We walk a fine line between wanting our children to look their best while saying outward beauty is not all-important.  We want our kids to do well in school while saying academic achievement is not our #1 goal.  How we accomplish this is a question of balance.  Even as we help our children compete, we recognize these efforts are secondary to instructing them in the things that matter most; love, kindness, integrity, loyalty, honesty, and devotion to God.

29 Ways to Affirm Your Children – #9

#9  Teach your child to compensate.  As children grow up, their view of themselves is the product of two important influences.  First, the quality of life at home.  Second, their social experiences outside of the family setting.  Influence number one is something we can generally control ourselves, but what strategies can we implement for influence number two?

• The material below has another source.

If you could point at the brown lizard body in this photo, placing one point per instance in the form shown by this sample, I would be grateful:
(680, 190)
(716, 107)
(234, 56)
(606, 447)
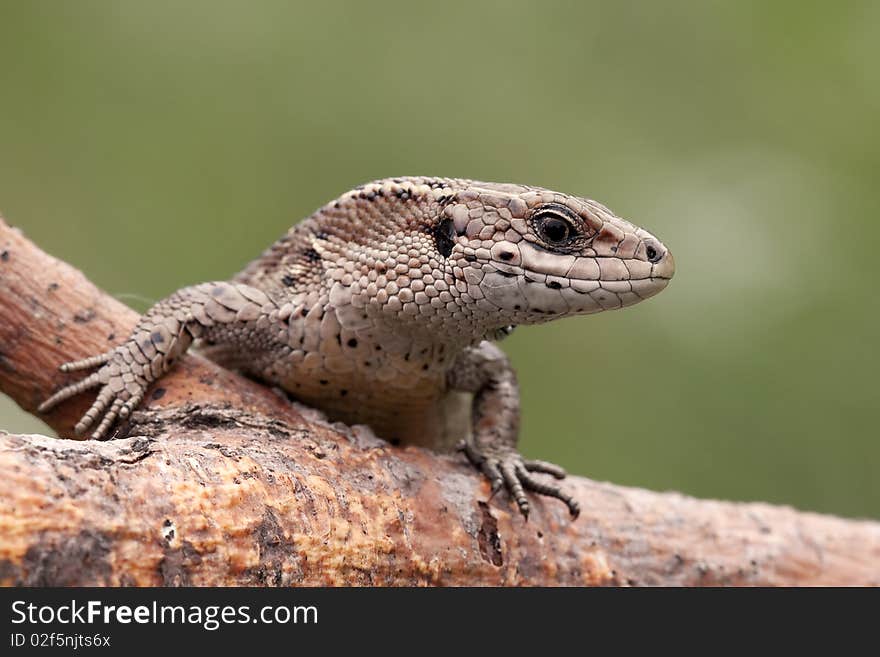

The world judges us by three primary standards; beauty, brains, and brawn.  That the world judges by outward beauty needs no explanation.  It is woven into the fabric of our culture.  As for brains, despite being sometimes ridiculed as nerds or geeks, intellectual acumen is a highly-valued talent.  And every bully knows the value of physical strength.  We also value strength of personality and are attracted to the magnetic types who command attention wherever they go.

As children grow up and move more and more into social interactions outside the home, they soon learn where they stand in the beauty, brains, and brawn pecking order.  We want to attack the feelings of inferiority that rise out of this pecking order on two fronts.  First, we need to teach our kids from a biblical perspective the value of the attributes that God deems important.  Second, we need to teach our children to compensate.

What do I mean by compensate?  Simply put, we are not going to be unduly influenced by the world’s standards of value and we will compensate for how our kids are judged in the beauty, brains, and brawn department by helping them develop unique skills that they can excel in.

Let me give you an example.  Your child is a kinesthetic learner.  She struggles with academic achievement.  However, she excels in figure skating.  She puts all her kinesthetic ability into a graceful routine that has her literally floating across the ice.  Encouraging and developing that skill helps her compensate for the challenges she faces in other areas.

Ellen Ripstein won the American Crossword Puzzle Tournament in 2001.  When her boyfriend later dissed her interest in crossword puzzles as nerdy, her comeback was golden, “Well, what are you the best in the country at?”  This line really stuck with me.  I or my kids or you or your kids may never be “the best in the country” at anything.  But there is something we are very good at.  And encouraging your child to develop what they are very good at is a great affirmation weapon against inferiority and low self-worth.